Fulton County District Attorney Fani Willis (D) told The Washington Post this week that her team has heard credible allegations that serious crimes were committed and that some people might serve time in prison. 

At least 17 people have been notified that they are the targets of a criminal investigation, and Willis said additional targets will soon be added, the Post reported. 

“The allegations are very serious. If indicted and convicted, people are facing prison sentences,” she said. 

Willis did not name the targets and has not said if she is willing to charge Trump for his efforts to overturn the results. But she said Trump could be called as a witness before the special grand jury that convened this spring. 

She said she imagines a decision will be made on whether to seek testimony from Trump in late fall. 

Rudy Giuliani’s lawyer confirmed last month that he is a target of the investigation and testified before the grand jury days later. The 16 fake Georgia electors who created documents that declared Trump the winner of the state are the others reportedly under investigation.

The electors allegedly signed a certificate that declared themselves the state’s electors even though a slate of Democratic electors was certified following Biden’s win. 

Trump said in an interview with conservative radio host Hugh Hewitt on Thursday that he was not involved in the plan to overturn Georgia’s election results but said the idea was “very common.” 

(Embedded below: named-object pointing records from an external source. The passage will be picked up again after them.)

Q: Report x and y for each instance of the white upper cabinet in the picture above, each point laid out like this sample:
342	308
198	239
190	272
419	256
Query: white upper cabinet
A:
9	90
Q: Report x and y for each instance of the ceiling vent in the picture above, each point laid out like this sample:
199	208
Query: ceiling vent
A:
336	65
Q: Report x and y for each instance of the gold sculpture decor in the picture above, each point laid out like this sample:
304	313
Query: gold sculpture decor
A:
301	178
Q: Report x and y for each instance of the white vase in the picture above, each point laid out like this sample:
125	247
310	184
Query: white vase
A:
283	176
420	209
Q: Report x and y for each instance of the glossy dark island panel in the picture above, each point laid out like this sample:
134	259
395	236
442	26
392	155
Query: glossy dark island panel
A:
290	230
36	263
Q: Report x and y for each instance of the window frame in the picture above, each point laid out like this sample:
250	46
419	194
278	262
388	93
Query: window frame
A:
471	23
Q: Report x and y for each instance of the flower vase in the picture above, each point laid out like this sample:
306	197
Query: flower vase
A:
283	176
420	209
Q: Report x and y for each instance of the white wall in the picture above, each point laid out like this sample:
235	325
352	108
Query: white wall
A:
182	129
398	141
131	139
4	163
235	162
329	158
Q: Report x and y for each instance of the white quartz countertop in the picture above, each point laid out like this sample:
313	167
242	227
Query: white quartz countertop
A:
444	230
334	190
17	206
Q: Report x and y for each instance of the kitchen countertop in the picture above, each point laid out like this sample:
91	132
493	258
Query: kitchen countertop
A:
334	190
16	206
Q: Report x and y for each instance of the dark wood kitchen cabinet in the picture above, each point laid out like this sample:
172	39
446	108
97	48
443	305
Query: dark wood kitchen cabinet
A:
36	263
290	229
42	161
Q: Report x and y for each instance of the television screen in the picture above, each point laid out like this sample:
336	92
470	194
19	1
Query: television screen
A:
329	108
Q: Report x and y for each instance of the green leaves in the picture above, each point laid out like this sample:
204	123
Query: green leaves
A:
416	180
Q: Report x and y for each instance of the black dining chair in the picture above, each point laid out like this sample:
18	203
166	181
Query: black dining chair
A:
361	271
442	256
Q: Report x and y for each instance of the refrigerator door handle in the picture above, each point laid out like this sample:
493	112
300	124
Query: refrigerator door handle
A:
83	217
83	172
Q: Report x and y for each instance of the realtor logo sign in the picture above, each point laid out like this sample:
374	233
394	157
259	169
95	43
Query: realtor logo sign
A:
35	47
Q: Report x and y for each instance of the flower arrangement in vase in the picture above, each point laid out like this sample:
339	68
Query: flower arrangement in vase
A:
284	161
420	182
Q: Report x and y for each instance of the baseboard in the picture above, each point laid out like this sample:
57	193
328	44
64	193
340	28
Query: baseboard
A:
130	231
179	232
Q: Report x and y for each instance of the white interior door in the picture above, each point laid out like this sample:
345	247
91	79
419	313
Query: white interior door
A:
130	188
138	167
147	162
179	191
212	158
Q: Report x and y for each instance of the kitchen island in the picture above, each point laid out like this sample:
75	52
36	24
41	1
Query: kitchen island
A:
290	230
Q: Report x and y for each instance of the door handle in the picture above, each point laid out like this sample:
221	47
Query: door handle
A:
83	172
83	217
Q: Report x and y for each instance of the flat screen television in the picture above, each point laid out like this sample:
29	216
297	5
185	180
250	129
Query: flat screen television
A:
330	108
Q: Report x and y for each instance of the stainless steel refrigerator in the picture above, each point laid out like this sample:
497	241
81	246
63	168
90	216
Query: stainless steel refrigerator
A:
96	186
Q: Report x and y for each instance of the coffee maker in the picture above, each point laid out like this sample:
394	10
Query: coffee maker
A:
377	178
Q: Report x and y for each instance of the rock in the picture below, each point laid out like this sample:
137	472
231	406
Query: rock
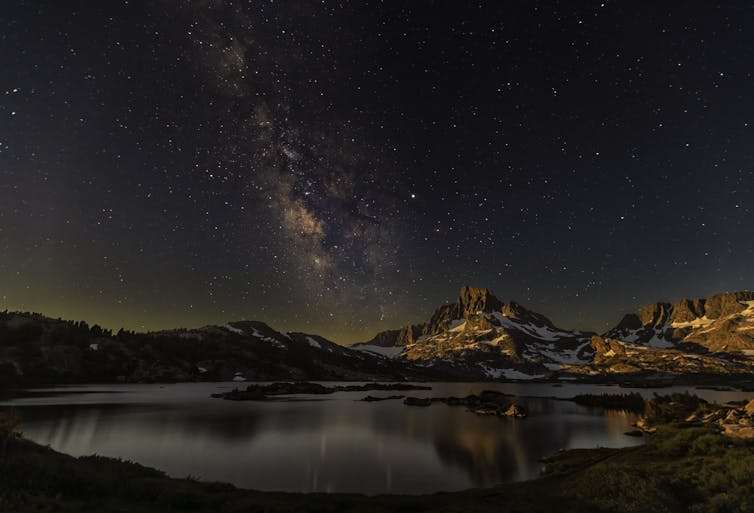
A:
737	431
713	416
644	426
515	411
732	417
417	401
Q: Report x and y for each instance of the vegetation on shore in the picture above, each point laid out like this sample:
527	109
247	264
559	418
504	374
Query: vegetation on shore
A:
263	392
682	468
633	402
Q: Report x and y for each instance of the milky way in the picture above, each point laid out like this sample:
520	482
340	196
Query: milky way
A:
345	167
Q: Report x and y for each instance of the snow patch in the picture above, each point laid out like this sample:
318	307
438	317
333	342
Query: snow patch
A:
699	322
258	334
389	352
233	329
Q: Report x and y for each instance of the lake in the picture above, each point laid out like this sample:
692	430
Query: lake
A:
331	443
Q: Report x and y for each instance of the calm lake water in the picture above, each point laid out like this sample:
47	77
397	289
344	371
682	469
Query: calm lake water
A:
332	443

Willis is also looking into calls that Trump and his allies made to state officials, statements that were made to lawmakers, the alleged harassment of election officials and the alleged tampering of election systems in a county in Georgia, the Post reported. 

Willis told the Post that she expects the fact-finding investigation to conclude by the end of the year. She said it will stop public activities like calling witnesses during the month leading up to the November midterm elections. 

She said the grand jury has interviewed about 65 percent of the dozens of witnesses that prosecutors want to testify. 

Willis began her investigation shortly after a call between Trump and Georgia Secretary of State Brad Raffensperger (R) became public, revealing that Trump asked Raffensperger to “find” the votes necessary for him to win the state.